[
https://issues.apache.org/jira/browse/PDFBOX-443?page=com.atlassian.jira.plugin.system.issuetabpanels:all-tabpanel
]
Andreas Lehmkühler closed PDFBOX-443.
-------------------------------------
Resolution: Fixed
Fix Version/s: 1.0.0
Assignee: Andreas Lehmkühler
> Wrong length in stream decoding after exception (results in endless loop)

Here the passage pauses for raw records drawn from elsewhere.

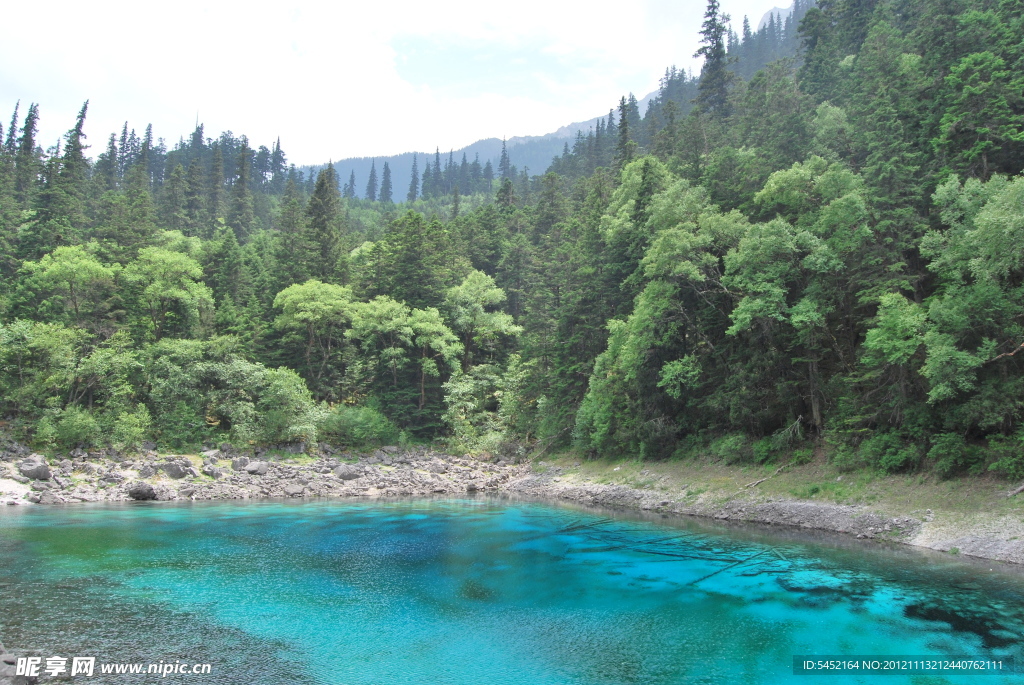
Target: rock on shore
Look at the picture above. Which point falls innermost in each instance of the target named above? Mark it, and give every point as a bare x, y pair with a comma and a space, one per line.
390, 472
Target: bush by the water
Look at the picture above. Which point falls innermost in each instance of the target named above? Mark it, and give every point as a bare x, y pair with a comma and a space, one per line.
356, 426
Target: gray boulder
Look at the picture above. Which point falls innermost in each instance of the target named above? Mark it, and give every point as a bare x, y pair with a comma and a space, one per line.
173, 470
35, 467
347, 472
212, 471
140, 490
256, 468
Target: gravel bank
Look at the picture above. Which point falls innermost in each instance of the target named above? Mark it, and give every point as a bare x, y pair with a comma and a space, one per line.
226, 474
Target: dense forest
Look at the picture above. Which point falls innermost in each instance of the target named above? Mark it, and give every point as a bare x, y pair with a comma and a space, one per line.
817, 242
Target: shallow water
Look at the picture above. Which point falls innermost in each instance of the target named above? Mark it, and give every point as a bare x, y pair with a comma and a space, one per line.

> -------------------------------------------------------------------------
>
> Key: PDFBOX-443
> URL: https://issues.apache.org/jira/browse/PDFBOX-443
> Project: PDFBox
> Issue Type: Bug
> Components: Parsing
> Affects Versions: 0.8.0-incubator
> Environment: all
> Reporter: Timo Boehme
> Assignee: Andreas Lehmkühler
> Fix For: 1.0.0
>
> Original Estimate: 5m
> Remaining Estimate: 5m
>
> When reading streams from PDF files PDFBox may get stuck and don't return.
> This happens for instance if a stream with FlateDecode filter is read but
> flate decoder is unable to read encoded data.
> The reason is that in COSStream in method doDecode(COSName, int) the filter
> is first applied using length specified by PDF and in case of an error the
> filter is applied with length parameter set to 'writtenLength'. However
> 'writtenLength' is read from unfilteredStream which was newly created in
> first try - so written length is 0 which results in some endless loop in
> flate decoder.
> The solution: read written length before first try and (in case we have
> several filter) make sure that writtenLength is not 0.
> The fixed method:
> private void doDecode( COSName filterName, int filterIndex ) throws
> IOException
> {
> FilterManager manager = getFilterManager();
> Filter filter = manager.getFilter( filterName );
> InputStream input;
> boolean done = false;
> IOException exception = null;
> long position = unFilteredStream.getPosition();
> long length = unFilteredStream.getLength();
> long writtenLength = unFilteredStream.getLengthWritten();
> // TB: in case we need it later
> if( length == 0 )
> {
> //if the length is zero then don't bother trying to decode
> //some filters don't work when attempting to decode
> //with a zero length stream. See zlib_error_01.pdf
> unFilteredStream = new RandomAccessFileOutputStream( file );
> done = true;
> }
> else
> {
> //ok this is a simple hack, sometimes we read a couple extra
> //bytes that shouldn't be there, so we encounter an error we will
> just
> //try again with one less byte.
> for( int tryCount=0; !done && tryCount<5; tryCount++ )
> {
> try
> {
> input = new BufferedInputStream(
> new RandomAccessFileInputStream( file, position,
> length ), BUFFER_SIZE );
> unFilteredStream = new RandomAccessFileOutputStream( file
> );
> filter.decode( input, unFilteredStream, this, filterIndex
> );
> done = true;
> }
> catch( IOException io )
> {
> length--;
> exception = io;
> }
> }
> if( !done )
> {
> //if no good stream was found then lets try again but with the
> //length of data that was actually read and not length
> //defined in the dictionary
> length = writtenLength;
> if( length != 0 )
> {
> for( int tryCount=0; !done && tryCount<5;
> tryCount++ )
> {
> try
> {
> input = new BufferedInputStream(
> new RandomAccessFileInputStream(
> file, position, length ), BUFFER_SIZE );
> unFilteredStream = new
> RandomAccessFileOutputStream( file );
> filter.decode( input, unFilteredStream,
> this, filterIndex );
> done = true;
> }
> catch( IOException io )
> {
> length--;
> exception = io;
> }
> }
> }
> }
> }
> if( !done )
> {
> throw exception;
> }
> }
--
This message is automatically generated by JIRA.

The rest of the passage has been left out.